No entanto, o PLP n. 68/2024 retira os mecanismos que garantem a não tributação da cadeia dos alimentos. Segundo as regras propostas, esterco animal (adubo) condicionadores de solos, amônia e ureia, inseticidas, fungicidas, sementes, vacinas, soros e medicamentos veterinários e razões animais, por exemplo, serão regularmente tributados pela CBS e IBS com a redução de 60%. Também aqui existem as possíveis cargas de 13,2%, 11%, 10,6% ou 10%, a depender das alíquotas que vierem a ser fixadas à CBS e ao IBS.
A incidência de tributos sobre os meios de produção dos alimentos potencializa, ainda mais, a pressão sobre os preços dos mesmos alimentos. Mesmo que o PLP n. 68/2024 autorize a tomada de créditos da CBS e do IBS ao longo da cadeia, para eliminar o efeito cascata na cadeia produtiva, há a possibilidade de a recuperabilidade do crédito ser impedida, dificultada ou obstada pela Administração Tributária. E a consequência direta é a inclusão do crédito não aproveitado no custo dos alimentos. É o que fará, por exemplo, um supermercado que, por vender alimentos isentos ou com alíquota reduzida, seja constrangido a anular parte dos créditos fiscais apropriados anteriormente. Os efeitos são desastrosos.
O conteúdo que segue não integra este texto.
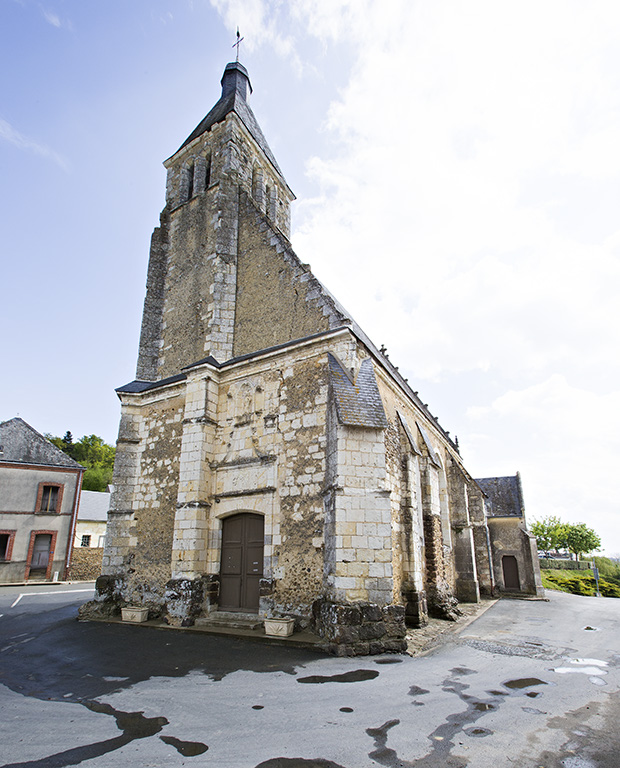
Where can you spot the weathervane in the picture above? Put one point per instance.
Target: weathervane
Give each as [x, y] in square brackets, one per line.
[237, 44]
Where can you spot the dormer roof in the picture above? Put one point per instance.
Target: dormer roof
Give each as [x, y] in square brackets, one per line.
[21, 444]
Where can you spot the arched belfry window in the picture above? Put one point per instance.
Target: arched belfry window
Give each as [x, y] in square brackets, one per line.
[186, 182]
[258, 186]
[202, 173]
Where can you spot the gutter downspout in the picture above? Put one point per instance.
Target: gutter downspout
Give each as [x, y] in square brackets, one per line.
[76, 505]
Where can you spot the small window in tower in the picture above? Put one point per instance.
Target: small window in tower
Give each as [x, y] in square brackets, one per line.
[49, 498]
[186, 183]
[190, 182]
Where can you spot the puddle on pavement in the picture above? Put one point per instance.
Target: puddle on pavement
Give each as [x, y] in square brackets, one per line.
[355, 676]
[185, 748]
[594, 668]
[523, 682]
[477, 732]
[417, 691]
[133, 724]
[382, 754]
[298, 762]
[391, 660]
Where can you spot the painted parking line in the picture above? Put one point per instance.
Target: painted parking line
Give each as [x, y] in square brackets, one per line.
[57, 592]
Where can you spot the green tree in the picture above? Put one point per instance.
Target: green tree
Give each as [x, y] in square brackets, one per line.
[580, 539]
[550, 534]
[93, 453]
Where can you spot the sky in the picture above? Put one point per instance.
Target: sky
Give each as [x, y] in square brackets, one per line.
[457, 172]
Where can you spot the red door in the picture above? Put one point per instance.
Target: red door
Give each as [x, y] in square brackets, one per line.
[41, 552]
[242, 562]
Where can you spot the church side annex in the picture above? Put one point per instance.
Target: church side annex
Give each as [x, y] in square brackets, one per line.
[270, 459]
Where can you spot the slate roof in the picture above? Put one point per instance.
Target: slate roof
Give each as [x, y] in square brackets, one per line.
[21, 444]
[94, 506]
[234, 102]
[358, 404]
[410, 437]
[504, 495]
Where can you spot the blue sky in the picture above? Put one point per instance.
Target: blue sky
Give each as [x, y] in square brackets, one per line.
[458, 179]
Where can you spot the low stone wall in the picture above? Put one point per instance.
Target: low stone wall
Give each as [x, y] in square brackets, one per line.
[85, 564]
[359, 629]
[566, 565]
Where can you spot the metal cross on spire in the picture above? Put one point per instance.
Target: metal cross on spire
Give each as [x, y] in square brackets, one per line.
[237, 44]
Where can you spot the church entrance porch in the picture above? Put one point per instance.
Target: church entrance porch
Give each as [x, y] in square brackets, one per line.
[242, 562]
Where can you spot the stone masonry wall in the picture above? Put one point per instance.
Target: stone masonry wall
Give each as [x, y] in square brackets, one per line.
[278, 299]
[85, 563]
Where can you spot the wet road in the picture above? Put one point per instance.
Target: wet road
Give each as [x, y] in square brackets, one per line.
[528, 684]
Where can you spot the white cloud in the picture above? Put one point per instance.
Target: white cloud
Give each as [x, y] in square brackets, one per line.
[13, 136]
[54, 19]
[566, 442]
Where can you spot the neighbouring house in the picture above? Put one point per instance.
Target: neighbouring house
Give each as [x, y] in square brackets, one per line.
[89, 536]
[39, 495]
[515, 563]
[271, 459]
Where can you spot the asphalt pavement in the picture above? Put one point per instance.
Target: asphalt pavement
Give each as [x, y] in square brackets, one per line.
[528, 684]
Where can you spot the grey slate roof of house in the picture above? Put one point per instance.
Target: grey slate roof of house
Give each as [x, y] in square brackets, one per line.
[504, 494]
[234, 102]
[21, 444]
[358, 404]
[94, 506]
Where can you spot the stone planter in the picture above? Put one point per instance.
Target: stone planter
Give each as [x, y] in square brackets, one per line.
[279, 627]
[134, 615]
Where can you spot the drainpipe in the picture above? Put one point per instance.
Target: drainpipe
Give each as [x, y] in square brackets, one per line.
[76, 504]
[490, 554]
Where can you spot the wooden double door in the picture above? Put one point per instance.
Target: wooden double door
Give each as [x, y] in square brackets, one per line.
[242, 562]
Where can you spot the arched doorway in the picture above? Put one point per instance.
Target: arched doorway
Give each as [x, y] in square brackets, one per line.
[511, 572]
[242, 562]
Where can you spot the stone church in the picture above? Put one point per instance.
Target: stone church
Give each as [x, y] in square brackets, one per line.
[270, 459]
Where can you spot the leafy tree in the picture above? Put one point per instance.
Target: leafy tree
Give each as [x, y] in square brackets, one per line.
[550, 533]
[91, 452]
[581, 539]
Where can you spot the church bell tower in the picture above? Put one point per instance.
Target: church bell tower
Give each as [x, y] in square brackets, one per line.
[190, 305]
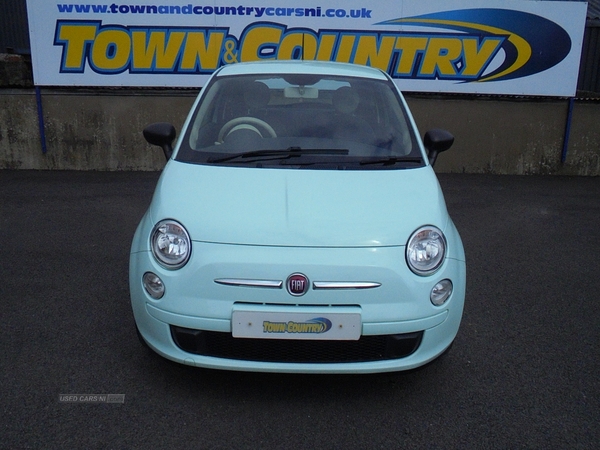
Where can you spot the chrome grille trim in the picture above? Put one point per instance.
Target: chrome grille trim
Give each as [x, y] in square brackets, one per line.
[271, 284]
[344, 285]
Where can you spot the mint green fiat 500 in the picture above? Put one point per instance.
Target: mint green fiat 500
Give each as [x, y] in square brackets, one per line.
[298, 226]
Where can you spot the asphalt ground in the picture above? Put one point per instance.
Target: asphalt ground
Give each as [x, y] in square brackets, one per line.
[523, 371]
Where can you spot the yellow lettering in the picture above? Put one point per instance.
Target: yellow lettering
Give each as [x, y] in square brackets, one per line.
[326, 45]
[345, 48]
[476, 57]
[440, 54]
[76, 37]
[154, 52]
[370, 52]
[198, 52]
[409, 47]
[255, 39]
[111, 50]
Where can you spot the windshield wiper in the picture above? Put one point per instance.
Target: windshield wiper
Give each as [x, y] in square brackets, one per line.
[391, 160]
[290, 152]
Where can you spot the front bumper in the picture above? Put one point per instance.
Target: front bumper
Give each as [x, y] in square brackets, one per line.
[192, 323]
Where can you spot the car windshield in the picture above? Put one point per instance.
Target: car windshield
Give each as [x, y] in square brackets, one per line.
[300, 121]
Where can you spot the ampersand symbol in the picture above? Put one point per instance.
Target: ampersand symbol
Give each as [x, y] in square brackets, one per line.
[230, 55]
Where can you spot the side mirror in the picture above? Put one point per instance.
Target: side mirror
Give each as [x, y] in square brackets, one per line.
[161, 134]
[437, 141]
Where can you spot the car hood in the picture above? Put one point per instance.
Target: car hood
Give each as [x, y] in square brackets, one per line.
[299, 207]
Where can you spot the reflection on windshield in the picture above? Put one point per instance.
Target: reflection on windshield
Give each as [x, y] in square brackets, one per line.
[273, 112]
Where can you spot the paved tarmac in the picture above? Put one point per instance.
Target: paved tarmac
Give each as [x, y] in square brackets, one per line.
[523, 372]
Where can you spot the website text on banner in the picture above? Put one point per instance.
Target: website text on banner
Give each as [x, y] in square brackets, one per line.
[508, 47]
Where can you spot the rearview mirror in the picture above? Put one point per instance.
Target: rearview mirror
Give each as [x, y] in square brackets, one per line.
[437, 141]
[161, 134]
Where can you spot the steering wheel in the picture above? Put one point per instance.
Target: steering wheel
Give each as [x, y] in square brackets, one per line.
[245, 120]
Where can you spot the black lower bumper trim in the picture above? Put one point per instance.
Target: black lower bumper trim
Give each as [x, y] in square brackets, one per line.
[367, 348]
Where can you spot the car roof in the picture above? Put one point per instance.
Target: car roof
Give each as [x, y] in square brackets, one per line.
[297, 66]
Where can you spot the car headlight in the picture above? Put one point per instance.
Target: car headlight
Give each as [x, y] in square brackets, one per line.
[426, 250]
[171, 244]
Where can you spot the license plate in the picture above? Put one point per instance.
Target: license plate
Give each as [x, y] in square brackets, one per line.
[301, 325]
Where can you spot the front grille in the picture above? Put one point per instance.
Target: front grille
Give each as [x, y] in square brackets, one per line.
[367, 348]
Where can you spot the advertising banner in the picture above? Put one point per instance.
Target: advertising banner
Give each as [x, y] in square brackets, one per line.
[514, 47]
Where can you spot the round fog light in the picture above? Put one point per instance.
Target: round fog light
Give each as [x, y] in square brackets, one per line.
[441, 292]
[153, 285]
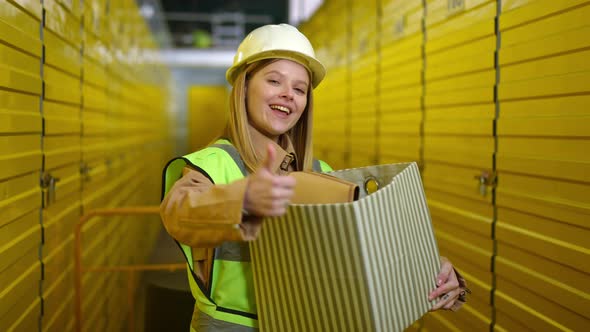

Já falamos de algumas loucuras e contrariedades. Lembremos do ministro da Fazenda, Fernando Haddad, que vai aos jornais para declarar a sua intenção de aquecer a economia brasileira por via da expansão do crédito e da construção, mas, por outro lado, apoia a instituição da CBS e do IBS justamente sobre spread bancário e operações imobiliárias, cuja consequência direta é o seu encarecimento. Não esqueçamos também da deturpação do Imposto Seletivo, que no mundo é utilizado como forma de modificação de condutas nocivas à saúde e ao meio ambiente, mas aqui não oferece nenhum incentivo para que a saúde e o meio ambiente sejam preservados. E agora vemos o governo avançar sobre alimentos e, sem nenhum remorso, caminha à concretização de uma realidade que a matemática explica muito bem: os novos tributos levarão ao aumento de seus preços.
A inspiração literária para o texto de hoje ficou para o final. A cervejinha será sobretaxada pelo Imposto Seletivo e a picanha receberá um encargo fiscal entre 11% e 13%. Não posso pensar em mais nada, a não ser nas pessoas que ficarão sem os animados churrascos, recitando (infelizmente, nesta situação) Carlos Drummond de Andrade “no meio do caminho tinha uma pedra, tinha uma pedra no meu caminho, nunca me esquecerei que no meio do caminho tinha uma pedra, tinha uma pedra no meu caminho”. Adivinhem quem é a pedra.